The performance told how John the Baptist – the maverick prophet who prepared the way for his more famous cousin, Jesus – has resonance today. John lived a wild, bucolic life, eating locusts and wild bees’ honey, but our modern way of life is putting bees in danger, and with it, the planet.
John was outspoken about contemporary issues and, as Lizzie’s words pointed out, his head was cut off as a punishment; his tongue, made still with a sharp fork. This was illustrated through the dance of the ‘seven veils’ (more Oscar Wilde’s Salome than the Gospels) as well as a famous painting from our own National Galleries.

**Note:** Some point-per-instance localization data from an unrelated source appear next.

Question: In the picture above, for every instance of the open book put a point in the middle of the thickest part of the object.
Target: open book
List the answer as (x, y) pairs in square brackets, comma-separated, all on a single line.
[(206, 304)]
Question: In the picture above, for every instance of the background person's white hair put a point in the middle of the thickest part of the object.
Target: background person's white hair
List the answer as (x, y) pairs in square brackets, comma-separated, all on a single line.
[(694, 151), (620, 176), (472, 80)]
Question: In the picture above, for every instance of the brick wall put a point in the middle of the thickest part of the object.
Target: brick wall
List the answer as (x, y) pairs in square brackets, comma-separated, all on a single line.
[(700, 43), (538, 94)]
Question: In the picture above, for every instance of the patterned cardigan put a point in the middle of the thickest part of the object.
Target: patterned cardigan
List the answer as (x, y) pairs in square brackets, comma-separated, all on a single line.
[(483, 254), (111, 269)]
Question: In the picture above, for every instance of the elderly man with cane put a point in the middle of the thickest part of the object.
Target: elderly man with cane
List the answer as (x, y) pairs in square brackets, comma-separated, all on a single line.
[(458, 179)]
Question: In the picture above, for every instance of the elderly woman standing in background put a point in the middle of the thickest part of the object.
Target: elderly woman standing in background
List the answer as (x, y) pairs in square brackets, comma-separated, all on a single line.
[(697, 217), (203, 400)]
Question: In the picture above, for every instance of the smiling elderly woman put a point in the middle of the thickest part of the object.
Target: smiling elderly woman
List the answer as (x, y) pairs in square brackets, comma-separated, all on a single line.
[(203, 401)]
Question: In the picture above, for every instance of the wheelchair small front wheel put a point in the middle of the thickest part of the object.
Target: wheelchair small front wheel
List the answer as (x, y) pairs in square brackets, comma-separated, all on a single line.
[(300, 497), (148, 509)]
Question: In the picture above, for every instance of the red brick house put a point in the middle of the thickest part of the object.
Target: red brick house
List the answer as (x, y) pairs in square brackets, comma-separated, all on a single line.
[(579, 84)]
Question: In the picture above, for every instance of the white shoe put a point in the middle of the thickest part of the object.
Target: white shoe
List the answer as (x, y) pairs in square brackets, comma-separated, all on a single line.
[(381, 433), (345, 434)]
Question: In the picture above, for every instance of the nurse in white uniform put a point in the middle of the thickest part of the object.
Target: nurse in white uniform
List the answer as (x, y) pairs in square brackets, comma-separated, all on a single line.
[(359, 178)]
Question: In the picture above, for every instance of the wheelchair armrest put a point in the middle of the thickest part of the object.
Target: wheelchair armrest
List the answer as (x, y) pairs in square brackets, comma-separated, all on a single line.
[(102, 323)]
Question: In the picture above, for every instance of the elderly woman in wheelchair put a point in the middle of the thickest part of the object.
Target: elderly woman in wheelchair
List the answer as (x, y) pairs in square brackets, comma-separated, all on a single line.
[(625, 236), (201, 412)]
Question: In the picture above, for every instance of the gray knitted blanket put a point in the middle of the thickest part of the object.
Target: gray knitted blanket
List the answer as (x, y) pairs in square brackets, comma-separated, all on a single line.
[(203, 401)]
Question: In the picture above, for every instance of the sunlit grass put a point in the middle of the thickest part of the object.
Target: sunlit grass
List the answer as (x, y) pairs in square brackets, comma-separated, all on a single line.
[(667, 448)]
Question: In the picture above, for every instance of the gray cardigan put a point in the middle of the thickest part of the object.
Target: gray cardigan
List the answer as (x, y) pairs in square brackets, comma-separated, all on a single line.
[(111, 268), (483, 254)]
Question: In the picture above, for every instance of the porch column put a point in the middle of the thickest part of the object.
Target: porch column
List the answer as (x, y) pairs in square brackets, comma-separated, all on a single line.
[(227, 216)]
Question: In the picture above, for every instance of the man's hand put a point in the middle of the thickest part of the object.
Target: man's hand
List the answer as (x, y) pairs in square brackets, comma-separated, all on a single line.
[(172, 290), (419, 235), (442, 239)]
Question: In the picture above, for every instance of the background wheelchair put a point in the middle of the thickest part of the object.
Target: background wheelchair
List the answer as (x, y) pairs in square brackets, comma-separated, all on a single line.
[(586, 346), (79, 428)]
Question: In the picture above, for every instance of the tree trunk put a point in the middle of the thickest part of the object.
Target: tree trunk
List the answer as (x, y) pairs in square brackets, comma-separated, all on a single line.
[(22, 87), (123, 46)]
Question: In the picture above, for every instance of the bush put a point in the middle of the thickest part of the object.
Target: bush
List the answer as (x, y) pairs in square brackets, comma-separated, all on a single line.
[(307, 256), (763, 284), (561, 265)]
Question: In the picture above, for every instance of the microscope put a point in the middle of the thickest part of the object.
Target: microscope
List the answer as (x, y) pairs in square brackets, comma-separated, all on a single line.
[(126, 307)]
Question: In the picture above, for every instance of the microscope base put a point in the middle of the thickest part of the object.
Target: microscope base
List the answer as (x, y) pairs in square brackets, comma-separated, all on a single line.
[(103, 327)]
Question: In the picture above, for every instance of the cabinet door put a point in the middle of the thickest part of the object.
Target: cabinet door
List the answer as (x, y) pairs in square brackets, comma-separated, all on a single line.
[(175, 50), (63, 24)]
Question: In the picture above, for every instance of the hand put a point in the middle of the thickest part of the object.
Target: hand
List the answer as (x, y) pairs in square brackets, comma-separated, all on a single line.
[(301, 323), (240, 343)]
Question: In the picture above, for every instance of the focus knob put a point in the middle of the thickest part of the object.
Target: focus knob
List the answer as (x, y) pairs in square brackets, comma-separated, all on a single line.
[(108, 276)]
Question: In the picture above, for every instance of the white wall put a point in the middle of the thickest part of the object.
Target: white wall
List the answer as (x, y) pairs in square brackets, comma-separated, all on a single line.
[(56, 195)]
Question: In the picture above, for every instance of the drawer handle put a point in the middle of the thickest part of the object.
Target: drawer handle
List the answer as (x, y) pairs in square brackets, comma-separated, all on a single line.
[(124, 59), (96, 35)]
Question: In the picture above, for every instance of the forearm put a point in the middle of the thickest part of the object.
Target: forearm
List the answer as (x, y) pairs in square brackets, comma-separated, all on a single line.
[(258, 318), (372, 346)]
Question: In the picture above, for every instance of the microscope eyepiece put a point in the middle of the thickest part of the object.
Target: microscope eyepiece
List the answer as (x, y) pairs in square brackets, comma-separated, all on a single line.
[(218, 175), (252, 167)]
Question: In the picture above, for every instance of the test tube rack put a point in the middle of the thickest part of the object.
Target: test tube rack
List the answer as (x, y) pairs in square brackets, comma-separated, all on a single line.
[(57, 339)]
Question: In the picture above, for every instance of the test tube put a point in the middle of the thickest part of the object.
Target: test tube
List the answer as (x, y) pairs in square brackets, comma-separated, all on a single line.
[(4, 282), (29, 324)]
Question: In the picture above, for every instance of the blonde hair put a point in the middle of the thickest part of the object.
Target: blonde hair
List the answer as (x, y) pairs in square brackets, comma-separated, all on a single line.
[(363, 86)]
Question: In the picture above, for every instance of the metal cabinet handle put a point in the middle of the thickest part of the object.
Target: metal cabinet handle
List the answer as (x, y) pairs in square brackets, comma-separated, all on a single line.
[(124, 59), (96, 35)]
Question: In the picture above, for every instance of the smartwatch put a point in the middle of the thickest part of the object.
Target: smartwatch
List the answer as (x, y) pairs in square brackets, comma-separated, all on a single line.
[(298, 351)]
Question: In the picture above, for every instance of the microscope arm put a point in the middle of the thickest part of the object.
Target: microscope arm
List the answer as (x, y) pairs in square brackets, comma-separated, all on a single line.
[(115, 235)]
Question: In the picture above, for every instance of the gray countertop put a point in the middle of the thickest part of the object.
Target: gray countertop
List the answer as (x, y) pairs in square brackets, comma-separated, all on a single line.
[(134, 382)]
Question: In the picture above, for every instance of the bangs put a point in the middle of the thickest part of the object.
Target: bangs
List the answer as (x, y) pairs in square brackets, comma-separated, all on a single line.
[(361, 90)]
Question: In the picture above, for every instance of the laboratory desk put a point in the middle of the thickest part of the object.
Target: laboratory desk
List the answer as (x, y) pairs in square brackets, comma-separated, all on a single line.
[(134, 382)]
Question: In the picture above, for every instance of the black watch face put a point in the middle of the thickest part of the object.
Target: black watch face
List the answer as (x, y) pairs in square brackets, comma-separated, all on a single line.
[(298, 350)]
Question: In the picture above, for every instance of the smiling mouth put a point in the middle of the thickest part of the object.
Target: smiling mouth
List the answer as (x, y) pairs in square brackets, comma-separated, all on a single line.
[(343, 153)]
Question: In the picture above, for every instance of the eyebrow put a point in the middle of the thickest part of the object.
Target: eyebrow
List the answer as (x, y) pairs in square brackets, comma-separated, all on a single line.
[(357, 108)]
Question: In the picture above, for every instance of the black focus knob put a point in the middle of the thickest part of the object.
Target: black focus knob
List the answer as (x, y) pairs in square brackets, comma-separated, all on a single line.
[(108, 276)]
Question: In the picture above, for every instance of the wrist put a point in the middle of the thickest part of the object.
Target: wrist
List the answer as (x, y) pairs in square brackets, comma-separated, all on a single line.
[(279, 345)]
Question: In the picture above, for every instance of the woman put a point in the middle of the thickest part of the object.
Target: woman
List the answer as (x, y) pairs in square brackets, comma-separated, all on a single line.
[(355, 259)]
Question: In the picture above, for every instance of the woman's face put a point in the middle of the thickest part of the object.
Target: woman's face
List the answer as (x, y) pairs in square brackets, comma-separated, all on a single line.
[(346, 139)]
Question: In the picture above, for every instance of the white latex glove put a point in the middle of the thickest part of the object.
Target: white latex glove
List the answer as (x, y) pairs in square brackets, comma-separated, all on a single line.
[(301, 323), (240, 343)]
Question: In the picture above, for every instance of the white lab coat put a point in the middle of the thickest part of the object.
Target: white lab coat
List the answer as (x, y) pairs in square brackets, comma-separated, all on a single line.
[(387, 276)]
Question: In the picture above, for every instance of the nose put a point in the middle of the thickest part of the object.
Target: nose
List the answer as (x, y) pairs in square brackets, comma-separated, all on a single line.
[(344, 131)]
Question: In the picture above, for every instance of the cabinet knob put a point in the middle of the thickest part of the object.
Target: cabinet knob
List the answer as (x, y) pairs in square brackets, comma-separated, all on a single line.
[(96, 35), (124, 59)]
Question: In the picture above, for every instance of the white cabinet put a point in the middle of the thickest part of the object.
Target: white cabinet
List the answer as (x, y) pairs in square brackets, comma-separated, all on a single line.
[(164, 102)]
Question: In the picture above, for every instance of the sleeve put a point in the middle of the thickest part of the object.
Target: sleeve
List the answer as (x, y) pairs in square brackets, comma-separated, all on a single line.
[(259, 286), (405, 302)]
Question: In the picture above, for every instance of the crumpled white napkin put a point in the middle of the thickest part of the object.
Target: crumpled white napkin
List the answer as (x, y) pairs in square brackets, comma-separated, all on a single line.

Lizzie’s poetry then took us into the realm of nature – the birds, bees, and flowers – of today. Referring to the Song of Solomon (the most erotic book of the Bible) saying ‘the voice of the turtledove was heard no more in our land’ this led to a sequence of words, pre-recorded music blended with live harp, and finally a mesmerising combination of pedal-looped clarsach and dance.
The audience were left to their own conclusions about our planet’s future. In the dimly lit church of St Michael and All Angels, imbued with a fug of incense, the heatwave now dampened by rain and thunder, this was a thoughtful feast. Lizzie Smith's words moved with subtlety from Bible-contemplative to Nature-inspired without being preachy or evangelical in any sense.
For more sacred art, including work by other friends of the Salon, why not visit St Michael’s this week for the What! Art Collective Team Exhibition.